Crítica publicada no Jornal do Brasil – Caderno B
Por Lucia Cerrone – Rio de Janeiro – 30.07.1994
Bate-papo com a plateia
Subvertendo o jeito comportado dos teatros, o público que chega para assistir a peça A Mulher que Matou os Peixes é convidado a ficar bem a vontade, a se espalhar pelo chão e por algumas cadeiras dispostas nas laterais da aconchegante antessala / plateia, que precede o palco / casa, onde tudo vai acontecer.
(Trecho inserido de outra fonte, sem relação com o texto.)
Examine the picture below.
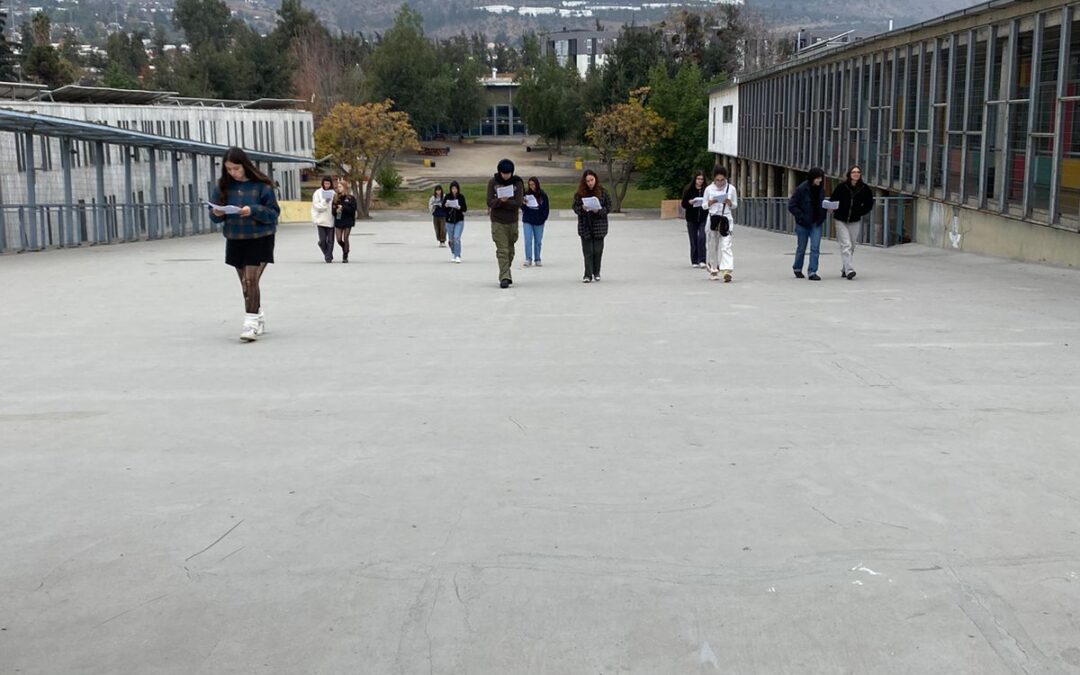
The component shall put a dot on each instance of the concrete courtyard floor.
(417, 472)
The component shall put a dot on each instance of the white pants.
(727, 257)
(847, 234)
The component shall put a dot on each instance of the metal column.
(1063, 68)
(99, 233)
(198, 213)
(129, 203)
(152, 203)
(73, 237)
(174, 210)
(30, 235)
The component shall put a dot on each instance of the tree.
(404, 68)
(360, 139)
(637, 51)
(42, 62)
(623, 135)
(550, 102)
(682, 100)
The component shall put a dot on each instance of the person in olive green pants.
(504, 212)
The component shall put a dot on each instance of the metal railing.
(891, 223)
(24, 227)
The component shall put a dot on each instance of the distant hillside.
(510, 18)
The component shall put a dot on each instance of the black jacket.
(592, 224)
(855, 202)
(805, 204)
(456, 215)
(504, 212)
(345, 211)
(694, 215)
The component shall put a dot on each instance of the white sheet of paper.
(229, 211)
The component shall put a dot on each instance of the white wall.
(724, 136)
(286, 132)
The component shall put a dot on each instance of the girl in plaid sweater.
(247, 211)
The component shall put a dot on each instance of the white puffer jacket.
(322, 213)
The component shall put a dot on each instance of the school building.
(83, 164)
(972, 117)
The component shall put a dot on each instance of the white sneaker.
(251, 331)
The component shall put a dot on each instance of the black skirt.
(248, 252)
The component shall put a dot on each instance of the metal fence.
(24, 227)
(891, 223)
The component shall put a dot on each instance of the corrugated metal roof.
(62, 127)
(76, 93)
(859, 44)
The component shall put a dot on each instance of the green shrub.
(389, 179)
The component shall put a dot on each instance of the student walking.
(250, 218)
(592, 204)
(534, 215)
(720, 199)
(456, 207)
(504, 194)
(322, 215)
(439, 214)
(806, 205)
(854, 201)
(697, 217)
(345, 217)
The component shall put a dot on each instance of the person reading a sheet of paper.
(244, 204)
(504, 198)
(534, 216)
(852, 201)
(592, 204)
(322, 216)
(697, 217)
(806, 206)
(721, 199)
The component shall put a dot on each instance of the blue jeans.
(534, 235)
(454, 234)
(804, 233)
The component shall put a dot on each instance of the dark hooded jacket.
(694, 215)
(593, 224)
(504, 212)
(805, 203)
(536, 216)
(854, 202)
(455, 215)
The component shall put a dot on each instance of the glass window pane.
(1045, 95)
(953, 170)
(1017, 152)
(1022, 81)
(971, 177)
(936, 180)
(977, 88)
(959, 82)
(995, 144)
(1043, 160)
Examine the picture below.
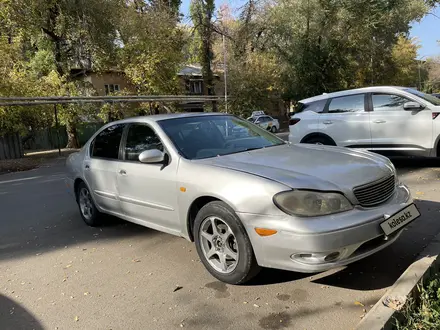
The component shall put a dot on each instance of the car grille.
(376, 192)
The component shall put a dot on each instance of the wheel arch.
(194, 209)
(76, 185)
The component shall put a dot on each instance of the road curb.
(428, 262)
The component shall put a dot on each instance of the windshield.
(431, 99)
(211, 136)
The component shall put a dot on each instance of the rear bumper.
(290, 247)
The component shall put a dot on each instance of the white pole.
(225, 74)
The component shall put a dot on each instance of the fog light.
(316, 258)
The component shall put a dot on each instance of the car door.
(147, 192)
(101, 166)
(347, 121)
(393, 127)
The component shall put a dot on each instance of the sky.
(427, 31)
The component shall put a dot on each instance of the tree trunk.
(72, 135)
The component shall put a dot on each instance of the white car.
(391, 120)
(267, 122)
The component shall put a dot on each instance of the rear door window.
(106, 144)
(317, 106)
(351, 103)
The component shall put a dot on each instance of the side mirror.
(413, 106)
(151, 156)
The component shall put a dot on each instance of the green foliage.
(425, 314)
(152, 52)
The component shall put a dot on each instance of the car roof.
(156, 118)
(383, 89)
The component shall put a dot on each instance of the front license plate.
(400, 219)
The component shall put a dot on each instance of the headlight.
(311, 203)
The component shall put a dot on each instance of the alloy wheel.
(219, 244)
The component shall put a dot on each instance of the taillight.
(293, 121)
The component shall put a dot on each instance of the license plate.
(400, 219)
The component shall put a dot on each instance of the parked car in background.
(267, 122)
(392, 120)
(248, 201)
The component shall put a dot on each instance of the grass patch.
(32, 160)
(423, 313)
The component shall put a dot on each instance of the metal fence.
(57, 136)
(11, 147)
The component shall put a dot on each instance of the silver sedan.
(248, 199)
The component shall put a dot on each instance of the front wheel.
(223, 245)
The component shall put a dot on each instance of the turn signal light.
(265, 231)
(293, 121)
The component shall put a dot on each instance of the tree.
(78, 33)
(405, 65)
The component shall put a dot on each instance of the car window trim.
(124, 141)
(397, 94)
(326, 108)
(92, 144)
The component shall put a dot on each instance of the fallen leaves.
(395, 303)
(177, 288)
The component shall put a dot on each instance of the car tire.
(87, 208)
(320, 140)
(216, 249)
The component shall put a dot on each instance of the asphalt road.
(57, 273)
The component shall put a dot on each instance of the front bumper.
(302, 244)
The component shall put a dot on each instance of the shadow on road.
(14, 317)
(39, 239)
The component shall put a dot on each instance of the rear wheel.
(320, 140)
(87, 207)
(223, 245)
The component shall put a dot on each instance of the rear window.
(317, 106)
(350, 103)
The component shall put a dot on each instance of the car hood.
(308, 166)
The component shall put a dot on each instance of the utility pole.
(225, 74)
(57, 128)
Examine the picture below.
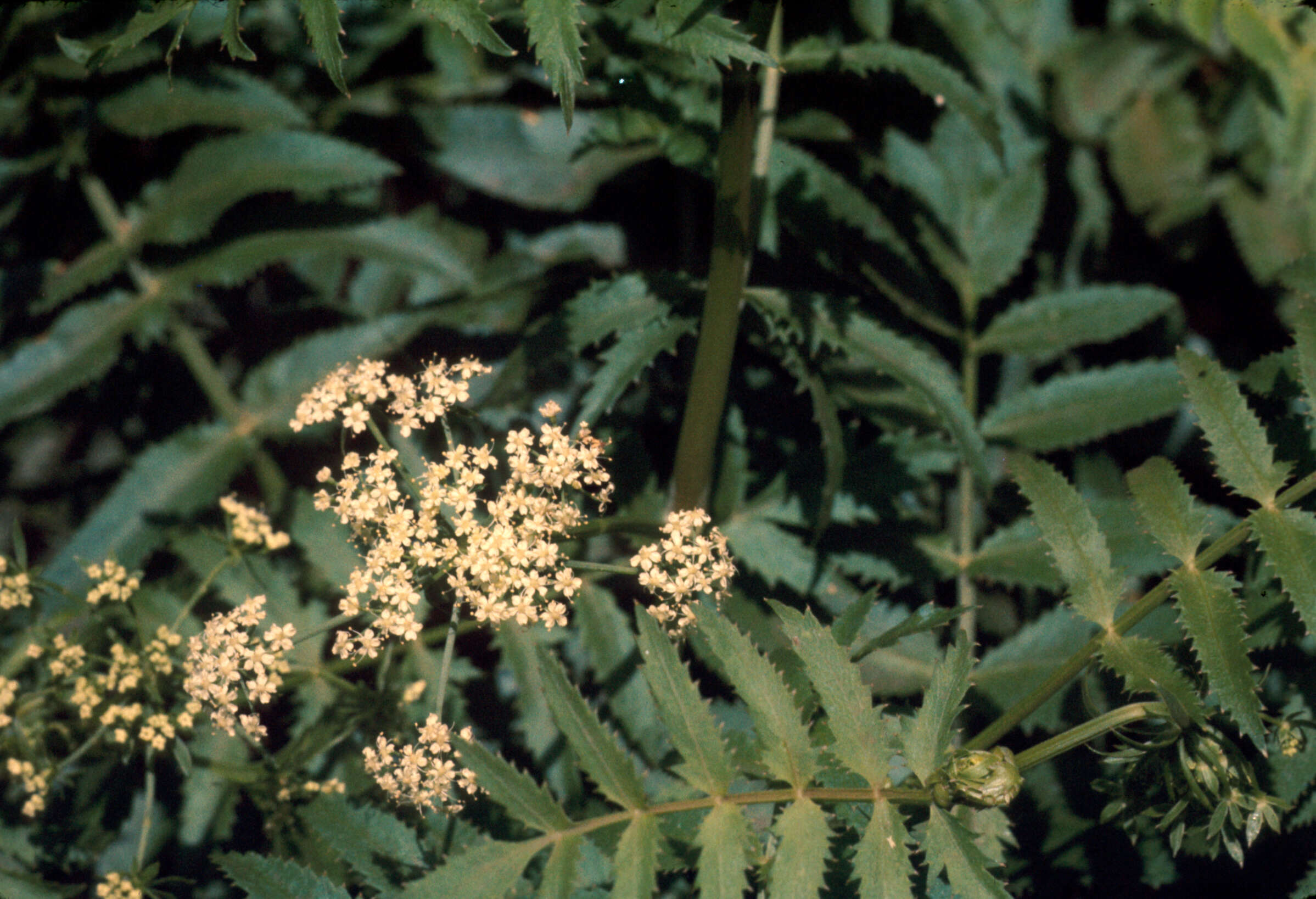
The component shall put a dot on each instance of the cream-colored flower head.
(685, 566)
(249, 526)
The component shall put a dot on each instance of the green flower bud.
(985, 778)
(1290, 738)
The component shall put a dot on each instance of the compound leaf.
(516, 791)
(1044, 327)
(950, 848)
(1070, 410)
(859, 728)
(488, 870)
(597, 749)
(928, 734)
(783, 740)
(802, 853)
(690, 723)
(882, 856)
(277, 878)
(556, 36)
(723, 839)
(1145, 668)
(1242, 453)
(1078, 545)
(1211, 614)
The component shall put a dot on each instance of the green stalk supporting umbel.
(735, 234)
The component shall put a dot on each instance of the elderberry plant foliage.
(939, 206)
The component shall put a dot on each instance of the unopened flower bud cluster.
(229, 661)
(112, 582)
(116, 886)
(501, 555)
(423, 774)
(15, 588)
(115, 689)
(250, 526)
(685, 566)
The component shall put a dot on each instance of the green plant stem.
(735, 236)
(147, 815)
(964, 582)
(992, 735)
(445, 666)
(1089, 731)
(601, 566)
Utilizando fragmentos do texto de Clarice Lispector – autora original do texto, adaptado para o espetáculo por Lucia Coelho e Zezé Polessa, Cica Modesto compôs um ambiente bem simpático para a casa da personagem Clarice. As frases que preenchem paredes e sofá são complementadas por títulos dados até a pequenos objetos, como a cestinha de papéis: “O lixo é um luxo”.
Nesta casa de escritora, a atriz Zezé Polessa é a cativante assassina dos peixes, que confessa seu crime, mas antes historicia seu amor por bichos de várias espécies. Estes surgem em cena de forma surpreendente, pela transformação dos mais inusitados objetos – criados por Magda Modesto, uma artista da animação. Assim, a almofada preta de bolinhas brancas torna-se uma gata preste a parir seus filhotes, também almofadas, em movimentos perfeitos, Também de grande efeito cênico, o tapete felpudo se transforma num cachorro com respiração sincopada, e a macaquinha Elizete surge das mãos da atriz a partir de simples adereços.
No espetáculo, onde todos os elementos – entre eles a música de Caíque Botkay e a iluminação de Jorginho Carvalho – chegam junto com a incrível precisão, a direção de Lucia Coelho ousa um diálogo frequente com a plateia. Mas tudo dentro do limite exato, para que os interlocutores não exagerem em sua participação – resposta muito comum a esse tipo de estímulo. Entremeando a encenação com narrativas de intenso efeito, ora cômico, ora dramático, Lúcia Coelho dá ao público a oportunidade de respirar entre uma emoção e outra, para embarcar na próxima aventura.
A atriz Zezé Polessa, que divide generosamente o palco com o pianista Marcelo Alvarenga e com seu duplamente filho – na vida real e na peça – João Polessa Dantas, Zezé Polessa prende a atenção da plateia, no difícil exercício do monólogo. A história contada e representada se confunde pelo mérito da atriz em criar um clima de cumplicidade, sem apelos histriônicos.
A Mulher que Matou os Peixes é um convite, bem aceito pelo público, para um gostoso bate-papo na casa de uma escritora. Com chá e poesia, ela acaba revelando histórias de sua vida, que no final das contas se parece com a das pessoas que a assistem. A empatia é instantânea.
A Mulher que Matou os Peixes, encerra temporada com apresentações hoje e amanhã, às 17h, na sala 13 do Centro Cultural Banco do Brasil. Ingressos a R$ 1,50.